Setelah Geram dengan Ulah Korut, Washington Juga Geram dengan Myanmar

Setelah Geram dengan Ulah Korut, Washington Juga Geram dengan Myanmar Foto: AFP

WinNetNews.com - Keadaan Rohingya semakin memprihatinkan. Bahkan PBB juga memperhatikan kondisi mereka.
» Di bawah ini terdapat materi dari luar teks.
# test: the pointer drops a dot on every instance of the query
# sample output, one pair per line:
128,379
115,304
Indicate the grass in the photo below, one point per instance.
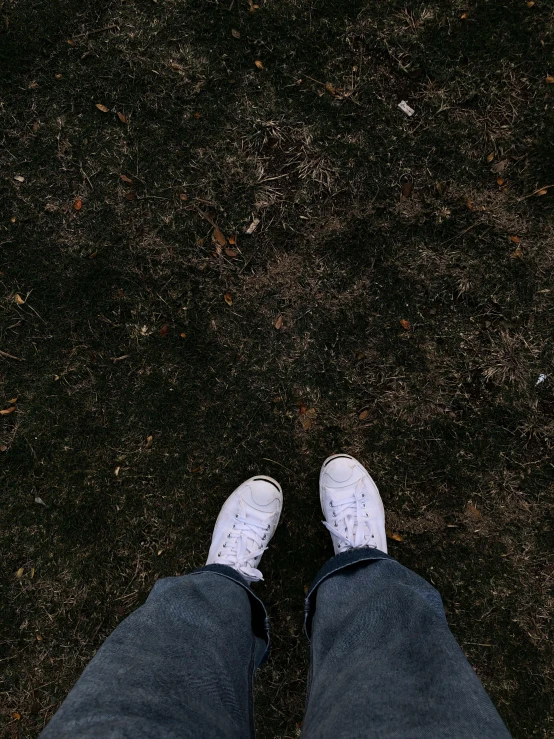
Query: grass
458,433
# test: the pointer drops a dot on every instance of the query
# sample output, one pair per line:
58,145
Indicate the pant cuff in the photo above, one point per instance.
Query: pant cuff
345,559
260,619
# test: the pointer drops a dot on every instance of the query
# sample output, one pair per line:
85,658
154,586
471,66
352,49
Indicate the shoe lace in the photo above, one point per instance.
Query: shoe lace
246,544
351,513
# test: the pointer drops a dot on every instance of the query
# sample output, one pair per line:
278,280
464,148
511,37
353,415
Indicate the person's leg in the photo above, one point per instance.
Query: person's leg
384,664
182,665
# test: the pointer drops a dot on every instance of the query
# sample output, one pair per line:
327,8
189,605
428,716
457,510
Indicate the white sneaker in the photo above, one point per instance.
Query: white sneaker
351,504
245,525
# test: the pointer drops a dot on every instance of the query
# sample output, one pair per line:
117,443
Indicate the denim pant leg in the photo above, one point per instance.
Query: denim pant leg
384,664
179,667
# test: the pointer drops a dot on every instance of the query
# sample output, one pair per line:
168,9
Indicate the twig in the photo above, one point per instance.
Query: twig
460,234
10,356
546,187
96,30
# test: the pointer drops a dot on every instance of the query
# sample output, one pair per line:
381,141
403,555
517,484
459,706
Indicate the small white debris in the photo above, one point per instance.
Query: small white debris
253,226
403,105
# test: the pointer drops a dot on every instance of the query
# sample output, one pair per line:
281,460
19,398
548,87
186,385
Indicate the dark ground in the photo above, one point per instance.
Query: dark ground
133,434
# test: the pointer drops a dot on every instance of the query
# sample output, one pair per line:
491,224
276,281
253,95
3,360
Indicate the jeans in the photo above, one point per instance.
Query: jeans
384,664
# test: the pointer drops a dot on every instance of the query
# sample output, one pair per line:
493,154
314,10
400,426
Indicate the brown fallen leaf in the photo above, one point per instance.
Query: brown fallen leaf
407,188
499,167
393,535
219,237
472,511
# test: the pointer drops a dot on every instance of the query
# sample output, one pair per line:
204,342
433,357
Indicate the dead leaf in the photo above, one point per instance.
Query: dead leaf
472,512
253,226
219,237
393,535
407,188
499,167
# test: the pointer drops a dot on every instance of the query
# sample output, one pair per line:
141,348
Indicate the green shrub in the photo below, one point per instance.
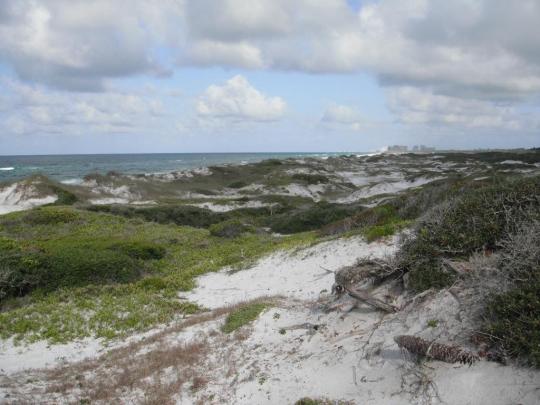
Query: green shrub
231,228
513,317
378,221
514,322
176,214
314,217
476,221
75,265
50,216
242,316
62,263
140,249
21,268
237,184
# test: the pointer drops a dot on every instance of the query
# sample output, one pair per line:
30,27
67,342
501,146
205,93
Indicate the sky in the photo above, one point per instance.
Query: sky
144,76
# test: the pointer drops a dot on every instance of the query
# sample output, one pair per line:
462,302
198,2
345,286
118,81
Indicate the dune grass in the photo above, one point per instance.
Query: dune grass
243,315
154,261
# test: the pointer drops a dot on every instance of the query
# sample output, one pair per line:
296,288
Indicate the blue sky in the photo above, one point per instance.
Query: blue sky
303,75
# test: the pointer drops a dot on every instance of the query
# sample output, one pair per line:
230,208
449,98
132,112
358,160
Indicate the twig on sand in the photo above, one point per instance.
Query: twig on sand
368,299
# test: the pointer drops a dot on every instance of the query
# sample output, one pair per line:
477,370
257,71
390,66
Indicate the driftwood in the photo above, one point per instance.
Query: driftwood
367,271
368,299
437,351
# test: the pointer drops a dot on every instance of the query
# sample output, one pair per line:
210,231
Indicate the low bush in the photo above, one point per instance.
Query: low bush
513,317
370,220
237,184
314,217
140,249
514,323
242,316
475,221
50,216
176,214
21,268
52,265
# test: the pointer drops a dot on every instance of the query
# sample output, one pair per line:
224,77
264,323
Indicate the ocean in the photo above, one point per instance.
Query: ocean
72,168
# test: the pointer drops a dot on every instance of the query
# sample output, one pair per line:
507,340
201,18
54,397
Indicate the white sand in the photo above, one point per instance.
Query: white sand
20,197
350,356
285,273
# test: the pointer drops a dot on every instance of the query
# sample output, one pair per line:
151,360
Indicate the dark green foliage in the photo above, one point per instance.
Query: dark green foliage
514,322
237,184
47,216
378,221
21,268
319,214
78,264
164,214
513,318
231,228
475,221
140,249
310,178
66,263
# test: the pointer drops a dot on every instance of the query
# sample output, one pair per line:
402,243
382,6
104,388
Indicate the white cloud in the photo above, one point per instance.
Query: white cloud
421,107
467,63
240,54
35,110
238,100
343,116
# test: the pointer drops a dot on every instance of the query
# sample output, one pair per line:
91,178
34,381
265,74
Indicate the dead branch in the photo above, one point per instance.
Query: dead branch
368,299
437,351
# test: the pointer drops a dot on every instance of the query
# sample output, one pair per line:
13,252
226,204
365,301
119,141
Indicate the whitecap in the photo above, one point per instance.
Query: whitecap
72,181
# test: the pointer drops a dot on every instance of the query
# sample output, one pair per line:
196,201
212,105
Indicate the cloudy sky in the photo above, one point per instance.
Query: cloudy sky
97,76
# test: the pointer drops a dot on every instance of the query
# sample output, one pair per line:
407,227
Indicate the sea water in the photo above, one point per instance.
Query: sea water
72,168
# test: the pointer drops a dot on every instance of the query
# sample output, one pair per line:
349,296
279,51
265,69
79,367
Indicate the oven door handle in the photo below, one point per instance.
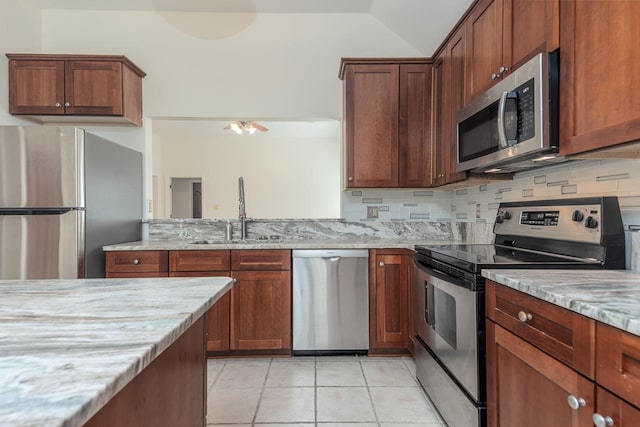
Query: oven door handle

Situasi di Myanmar adalah "contoh buku teks pembersihan etnis", seperti yang dikatakan oleh kepala hak asasi manusia PBB. Washington juga mengutuk lonjakan kekerasan yang membuat lebih dari 300.000 Muslim Rohingya melarikan diri ke Bangladesh.

Beberapa jam setelah peringatan PBB, Dewan Keamanan mengumumkan akan bertemu untuk membahas kekerasan tersebut pada Rabu (13/9), yang memicu eksistensi Rohingya yang sedang berlangsung ke negara tetangga Bangladesh.

Pengungsi yang melarikan diri dari kerusuhan telah membawa cerita dari seluruh desa, yang dibakar oleh massa Budhis dan tentara Myanmar.

Pemimpin sipil de facto Myanmar Aung San Suu Kyi, peraih Nobel Perdamaian, telah menghadapi kecaman internasional yang kuat mengenai tindakan keras tentara terhadap minoritas Muslim, yang dimulai saat gerilyawan Rohingya menyerang pasukan keamanan di Negara Bagian Rakhine pada 25 Agustus.

"Karena Myanmar menolak akses terhadap penyelidik hak asasi manusia, situasi saat ini belum dapat dinilai sepenuhnya, namun situasinya tampaknya merupakan contoh buku teks tentang pembersihan etnis," katanya kepada Dewan Hak Asasi Manusia PBB, seperti dikutip dari AFP.

Rohingya yang tidak memiliki kewarganegaraan, telah menghadapi puluhan tahun penganiayaan di Myanmar, di mana mereka dianggap sebagai imigran ilegal.